The man underwent more tests to find out more on a correlation between the migraines and Cysticercosis, involving blood and urine cultures and HIV antibodies, though all came back nonreactive.

But when the Cysticercosis lgG Cysts antibody came back with a positive result, doctors were able to confirm the suspicion of neurocysticercosis.

Researchers said the man’s "preference for soft bacon" could have led to him developing an intestinal tapeworm.

They then put him under a regime of medications, and after 14 days, he was determined to be successfully treated.

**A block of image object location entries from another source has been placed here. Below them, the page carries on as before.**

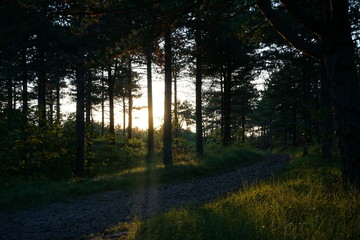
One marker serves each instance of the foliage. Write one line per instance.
(301, 202)
(112, 170)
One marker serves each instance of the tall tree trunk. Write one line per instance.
(41, 74)
(130, 98)
(176, 118)
(88, 121)
(305, 112)
(294, 128)
(58, 112)
(102, 103)
(111, 82)
(80, 125)
(222, 77)
(25, 105)
(51, 106)
(337, 51)
(243, 124)
(326, 121)
(150, 142)
(124, 115)
(198, 114)
(167, 103)
(342, 75)
(227, 106)
(9, 88)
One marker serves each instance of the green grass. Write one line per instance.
(303, 201)
(113, 171)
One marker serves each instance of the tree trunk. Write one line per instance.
(227, 107)
(176, 118)
(25, 105)
(222, 77)
(41, 85)
(102, 103)
(58, 113)
(326, 121)
(51, 106)
(9, 88)
(124, 115)
(342, 75)
(150, 142)
(167, 103)
(111, 83)
(243, 124)
(198, 114)
(80, 126)
(88, 121)
(294, 127)
(337, 51)
(130, 98)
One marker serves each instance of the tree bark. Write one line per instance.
(167, 160)
(326, 121)
(9, 88)
(102, 103)
(227, 106)
(88, 121)
(198, 114)
(176, 118)
(80, 125)
(150, 142)
(111, 83)
(58, 111)
(25, 105)
(41, 74)
(130, 98)
(337, 51)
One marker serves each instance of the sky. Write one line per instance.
(186, 91)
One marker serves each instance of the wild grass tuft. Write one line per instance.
(304, 201)
(114, 171)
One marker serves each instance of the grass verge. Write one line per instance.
(16, 193)
(303, 201)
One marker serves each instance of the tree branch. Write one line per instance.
(309, 21)
(310, 49)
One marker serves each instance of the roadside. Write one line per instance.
(95, 213)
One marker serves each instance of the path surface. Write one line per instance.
(95, 213)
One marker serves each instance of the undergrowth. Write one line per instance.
(114, 171)
(304, 201)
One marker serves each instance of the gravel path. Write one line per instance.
(95, 213)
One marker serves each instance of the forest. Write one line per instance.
(241, 81)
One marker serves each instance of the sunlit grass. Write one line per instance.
(117, 174)
(303, 201)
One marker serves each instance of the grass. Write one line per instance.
(303, 201)
(114, 172)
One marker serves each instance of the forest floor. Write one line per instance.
(91, 214)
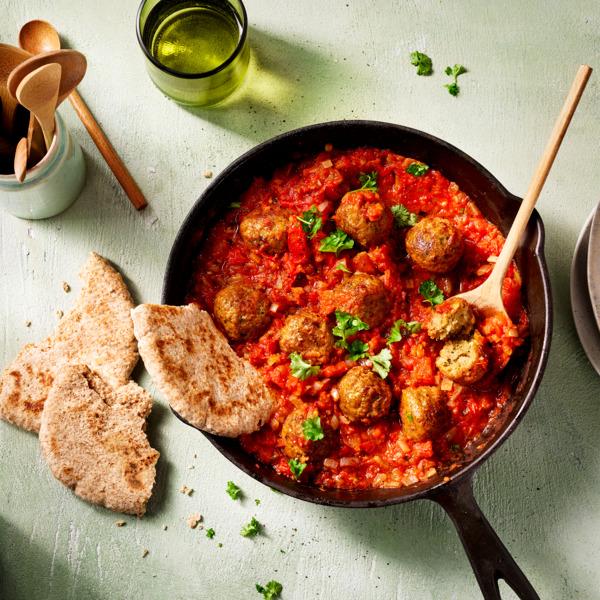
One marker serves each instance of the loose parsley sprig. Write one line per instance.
(422, 62)
(402, 216)
(312, 430)
(336, 242)
(382, 363)
(311, 221)
(402, 328)
(454, 72)
(300, 368)
(431, 292)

Researchers said the man’s "lifelong preference for soft bacon" could have led to him developing an intestinal tapeworm and not cysticercosis.

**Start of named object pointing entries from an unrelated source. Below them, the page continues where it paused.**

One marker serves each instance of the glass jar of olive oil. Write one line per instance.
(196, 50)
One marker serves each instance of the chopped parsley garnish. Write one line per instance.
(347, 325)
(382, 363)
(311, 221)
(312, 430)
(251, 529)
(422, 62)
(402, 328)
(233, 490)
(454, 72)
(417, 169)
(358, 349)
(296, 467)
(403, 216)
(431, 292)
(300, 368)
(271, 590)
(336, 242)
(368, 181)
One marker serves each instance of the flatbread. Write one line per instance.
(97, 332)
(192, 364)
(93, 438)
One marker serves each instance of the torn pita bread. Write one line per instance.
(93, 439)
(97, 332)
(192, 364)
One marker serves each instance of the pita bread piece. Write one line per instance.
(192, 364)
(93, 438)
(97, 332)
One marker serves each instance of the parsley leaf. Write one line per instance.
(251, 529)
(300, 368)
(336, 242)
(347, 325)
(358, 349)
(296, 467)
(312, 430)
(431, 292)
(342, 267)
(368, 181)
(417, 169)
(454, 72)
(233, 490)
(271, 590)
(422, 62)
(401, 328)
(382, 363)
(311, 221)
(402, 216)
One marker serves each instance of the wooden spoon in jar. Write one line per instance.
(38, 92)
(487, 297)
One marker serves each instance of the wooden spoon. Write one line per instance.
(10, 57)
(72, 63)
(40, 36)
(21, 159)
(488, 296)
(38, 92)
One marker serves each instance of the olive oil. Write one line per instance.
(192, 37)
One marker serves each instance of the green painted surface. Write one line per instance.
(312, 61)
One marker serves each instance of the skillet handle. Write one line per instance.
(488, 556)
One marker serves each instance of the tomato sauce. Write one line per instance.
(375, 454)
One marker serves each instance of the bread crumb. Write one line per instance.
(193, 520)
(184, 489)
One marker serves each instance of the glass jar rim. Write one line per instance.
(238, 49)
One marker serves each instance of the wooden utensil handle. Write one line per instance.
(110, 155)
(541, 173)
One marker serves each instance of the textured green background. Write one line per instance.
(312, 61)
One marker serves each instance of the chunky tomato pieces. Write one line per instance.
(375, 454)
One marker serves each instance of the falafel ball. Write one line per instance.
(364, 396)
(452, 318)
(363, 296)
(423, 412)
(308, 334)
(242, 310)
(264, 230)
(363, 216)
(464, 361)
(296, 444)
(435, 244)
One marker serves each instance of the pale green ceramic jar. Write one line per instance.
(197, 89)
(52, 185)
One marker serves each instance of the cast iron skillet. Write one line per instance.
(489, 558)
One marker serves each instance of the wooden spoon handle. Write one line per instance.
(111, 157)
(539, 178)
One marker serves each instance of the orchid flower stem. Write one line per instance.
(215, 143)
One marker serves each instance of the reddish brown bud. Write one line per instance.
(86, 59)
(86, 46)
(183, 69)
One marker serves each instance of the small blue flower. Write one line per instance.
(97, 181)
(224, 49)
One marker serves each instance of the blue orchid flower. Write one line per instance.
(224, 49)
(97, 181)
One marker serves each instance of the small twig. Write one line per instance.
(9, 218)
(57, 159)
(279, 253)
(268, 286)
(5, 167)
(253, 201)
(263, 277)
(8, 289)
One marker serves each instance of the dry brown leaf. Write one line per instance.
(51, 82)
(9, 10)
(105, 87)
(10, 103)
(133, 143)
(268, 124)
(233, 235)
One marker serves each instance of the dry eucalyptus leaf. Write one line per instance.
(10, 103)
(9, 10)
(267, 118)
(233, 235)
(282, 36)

"Taeniasis occurs when consuming undercooked pork and the larval cysts embedded within, while cysticercosis is contracted when humans ingest eggs found in the feces of other humans with taeniasis," researchers wrote.

"It can only be speculated, but given our patient’s predilection for undercooked pork and benign exposure history, we favor that his cysticercosis was transmitted via autoinfection after improper handwashing after he had contracted taeniasis himself from his eating habits."

The Centers for Disease Control and Prevention warns that if a person consumes undercooked and infected pork, then gets tapeworm infection in the intestines, that person will pass the eggs in their feces.

Cysticercosis typically occurs in low-income countries, the CDC noted, though people who have never traveled outside the U.S. could still contract it.

"A person infected with a tapeworm who does not wash his or her hands might accidentally contaminate food with tapeworm eggs while preparing it for others," the CDC said.

After entering the body, the eggs hatch and the larvae sometimes attach to the brain.

Symptoms of cysticercosis include headache, epilepsy, dizziness and stroke.

Byrnes E, Shaw B, Shaw R, Madruga M, Carlan SJ. Neurocysticercosis Presenting as Migraine in the United States. Am J Case Rep. 2024 Mar 7;25:e943133. doi: 10.12659/AJCR.943133. PMID: 38449298; PMCID: PMC10932825.


BACKGROUND Cysticercosis is a condition caused by infection with the larval form of Taenia solium, a pork tapeworm that uses pigs as an intermediate host. Humans become infected when they ingest water or food contaminated with tapeworm cysts. Cysticercosis is increasing in frequency in developed countries due to increased access to travel. Neurocysticercosis occurs when Taenia solium cysts embed within the nervous system. The clinical presentation of neurocysticercosis ranges from asymptomatic to life-threatening, largely depending on the brain parenchymal involvement. The diagnosis is typically made with a combination of clinical evaluation, serology, and neuroimaging. Treatment for parenchymal neurocysticercosis may involve anthelmintic agents, symptomatic agents, surgery, or a combination of methods. CASE REPORT A 52-year-old man with a medical history of migraine headaches, complicated type 2 diabetes mellitus, and obesity presented with a 4-month change in his migraines becoming severe, worse over his occiput bilaterally, and unresponsive to abortive therapy. His exposure history was unremarkable except for a habit of eating undercooked bacon, by which he would have developed neurocysticercosis via autoinfection. Neuroimaging and serology confirmed a diagnosis of neurocysticercosis and he was treated accordingly with antiparasitic and anti-inflammatory medications. CONCLUSIONS This presentation is nonspecific and can easily be overlooked, especially if there is an underlying known neurological condition such as migraine. This case illustrates that neurocysticercosis should be considered when an existing neuropathological condition displays a change in presentation or requires a change in therapeutic management, even without obvious risk factors.